6 PART C: ANALYZING THE BEAM Now that our beam has been loaded, we can now analyze the beam for shear, moment, and reaction forces, and displacement. 1. Create the load case. In Part B, we selected Basic Load Case 1 (BLC1) while setting up our point load, now we must create that load case. First select the icon that represents Load Combinations to bring up the window. The only sections you need to fill in are the Description (which is at your discretion), BLC (which is 1) and the Factor (which is also 1) NOTE 7. After this is completed, the Load Combinations window can be exited. NOTE 7: For the purposes of this exercise, the other BLC and FACTOR sections may be ignored. Be sure that the solve box is checked as well. 2. Solve the load case. To solve for the reaction forces, shear forces, moments, and displacement, select the Solution Choices located directly to the right of the Load Combinations Icon. Select SINGLE LOAD COMBINATIONS, and make sure that your Load is chosen (it will go by whatever you called it in the description from Part C Step 1). Then press SOLVE. There will be no discernable difference with the beam- how to display the solutions will be discussed in Part C Step 3.

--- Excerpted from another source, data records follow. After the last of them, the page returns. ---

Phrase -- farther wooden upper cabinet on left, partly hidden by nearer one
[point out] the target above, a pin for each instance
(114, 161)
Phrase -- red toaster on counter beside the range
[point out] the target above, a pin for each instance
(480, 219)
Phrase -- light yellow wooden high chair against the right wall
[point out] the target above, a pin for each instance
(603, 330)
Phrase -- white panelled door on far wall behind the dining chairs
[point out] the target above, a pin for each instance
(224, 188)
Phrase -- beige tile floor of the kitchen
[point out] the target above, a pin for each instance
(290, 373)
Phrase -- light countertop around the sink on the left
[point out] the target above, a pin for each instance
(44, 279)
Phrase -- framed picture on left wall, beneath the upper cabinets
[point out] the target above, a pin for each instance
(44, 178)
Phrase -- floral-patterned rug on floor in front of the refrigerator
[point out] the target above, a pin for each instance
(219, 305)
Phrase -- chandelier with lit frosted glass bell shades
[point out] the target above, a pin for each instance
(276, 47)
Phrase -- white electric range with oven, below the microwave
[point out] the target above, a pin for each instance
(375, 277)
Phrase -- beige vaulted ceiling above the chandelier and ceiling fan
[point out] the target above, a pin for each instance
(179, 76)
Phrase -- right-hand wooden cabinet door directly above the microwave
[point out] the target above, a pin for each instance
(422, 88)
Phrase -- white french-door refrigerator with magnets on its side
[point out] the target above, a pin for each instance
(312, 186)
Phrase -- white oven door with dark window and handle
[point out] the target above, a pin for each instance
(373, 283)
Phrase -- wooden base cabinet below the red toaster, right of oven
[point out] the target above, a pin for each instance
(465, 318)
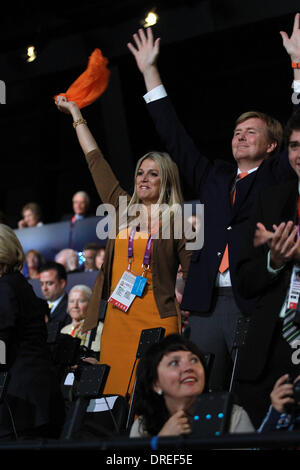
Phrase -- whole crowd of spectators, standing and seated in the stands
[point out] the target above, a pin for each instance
(247, 268)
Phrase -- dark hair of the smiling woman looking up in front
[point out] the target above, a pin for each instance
(148, 403)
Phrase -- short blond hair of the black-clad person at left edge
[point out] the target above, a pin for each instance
(11, 252)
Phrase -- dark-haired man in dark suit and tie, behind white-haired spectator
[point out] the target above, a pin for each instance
(53, 280)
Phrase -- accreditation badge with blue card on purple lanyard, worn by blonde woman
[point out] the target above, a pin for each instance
(130, 285)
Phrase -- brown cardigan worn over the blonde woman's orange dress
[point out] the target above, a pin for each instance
(165, 259)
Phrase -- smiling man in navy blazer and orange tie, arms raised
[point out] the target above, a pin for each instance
(212, 297)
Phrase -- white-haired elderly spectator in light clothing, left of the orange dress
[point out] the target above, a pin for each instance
(78, 301)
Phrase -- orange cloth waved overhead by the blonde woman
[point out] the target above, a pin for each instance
(91, 83)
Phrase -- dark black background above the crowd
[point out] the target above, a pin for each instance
(218, 59)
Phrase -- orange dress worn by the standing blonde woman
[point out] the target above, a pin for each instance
(121, 331)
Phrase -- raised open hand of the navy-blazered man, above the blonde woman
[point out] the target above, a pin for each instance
(146, 52)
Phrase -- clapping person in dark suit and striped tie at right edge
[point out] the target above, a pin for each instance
(267, 273)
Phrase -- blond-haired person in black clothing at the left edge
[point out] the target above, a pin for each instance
(33, 395)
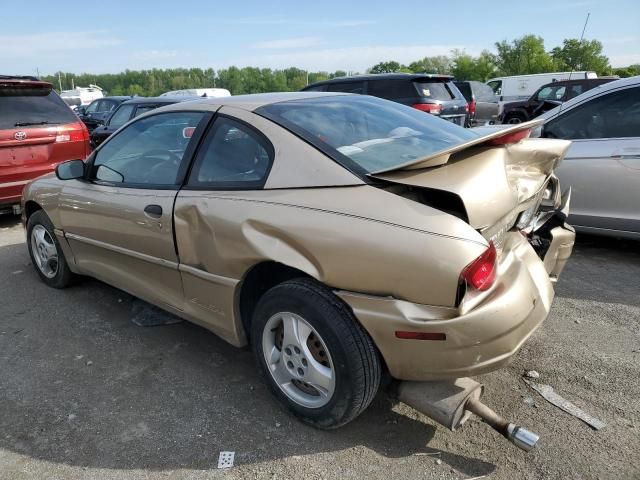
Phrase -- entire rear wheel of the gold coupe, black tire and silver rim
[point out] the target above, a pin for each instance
(328, 335)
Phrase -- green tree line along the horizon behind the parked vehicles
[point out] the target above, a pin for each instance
(524, 55)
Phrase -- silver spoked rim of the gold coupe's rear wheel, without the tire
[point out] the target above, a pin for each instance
(298, 360)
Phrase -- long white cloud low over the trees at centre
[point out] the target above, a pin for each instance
(356, 59)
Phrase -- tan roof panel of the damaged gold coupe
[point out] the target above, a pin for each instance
(247, 102)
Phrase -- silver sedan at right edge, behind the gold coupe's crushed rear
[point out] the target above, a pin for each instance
(602, 167)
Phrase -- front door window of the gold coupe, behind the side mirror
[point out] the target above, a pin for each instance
(147, 152)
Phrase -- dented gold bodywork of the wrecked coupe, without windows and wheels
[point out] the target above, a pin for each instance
(395, 258)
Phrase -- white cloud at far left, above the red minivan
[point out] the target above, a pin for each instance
(51, 43)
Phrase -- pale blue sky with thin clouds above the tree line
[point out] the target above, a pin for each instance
(101, 37)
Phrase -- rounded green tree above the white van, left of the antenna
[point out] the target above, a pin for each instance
(523, 56)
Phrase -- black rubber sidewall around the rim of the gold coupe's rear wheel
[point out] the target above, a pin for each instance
(319, 313)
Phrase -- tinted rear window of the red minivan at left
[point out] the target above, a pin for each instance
(32, 107)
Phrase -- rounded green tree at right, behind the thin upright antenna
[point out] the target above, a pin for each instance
(581, 55)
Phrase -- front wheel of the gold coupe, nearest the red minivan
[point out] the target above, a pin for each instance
(45, 252)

7 3. Display Solutions. In order to display the results of the analysis, select the Set Options for Current View icon located in the top left corner of the RISA-2D window. a. To Display Shear and Moment Diagrams. Select the Members tab and look to the right under the section labeled Member Results. Select Shear in the drop down menu and click OK. This will display the shear diagram. To display the Moment diagram, repeat the process but select Moment in the drop down menu. The results for the shear and moment diagrams should look like the figures below: Shear Diagram Moment Diagram

8 b. To Display Reaction Forces. Select the Joints Tab and look at the section labeled Show the Reactions on the right-hand side. Check the boxes for x-direction and y-direction and also the box labeled Include the Magnitude. Then Press OK. The results should look like the figure shown below.

9 c. To Display Displacement. Select the Deflection Diagrams tab and then select the option Load Combination. Since we only have one Load case, it is automatically selected and we do not have to specify the load case. Ignore the Animation options, and select a desired magnification factor. NOTE 8 After this is done, click OK. The results should look like the figure shown below. NOTE 8: For most simply supported beams, a magnification factor of 1 is sufficient, but as the stiffness of the designed beam increases or as the structures get more complicated, a higher magnification factor may be necessary to see the deflected shape. THIS CONCLUDES THE INSTRUCTIONS.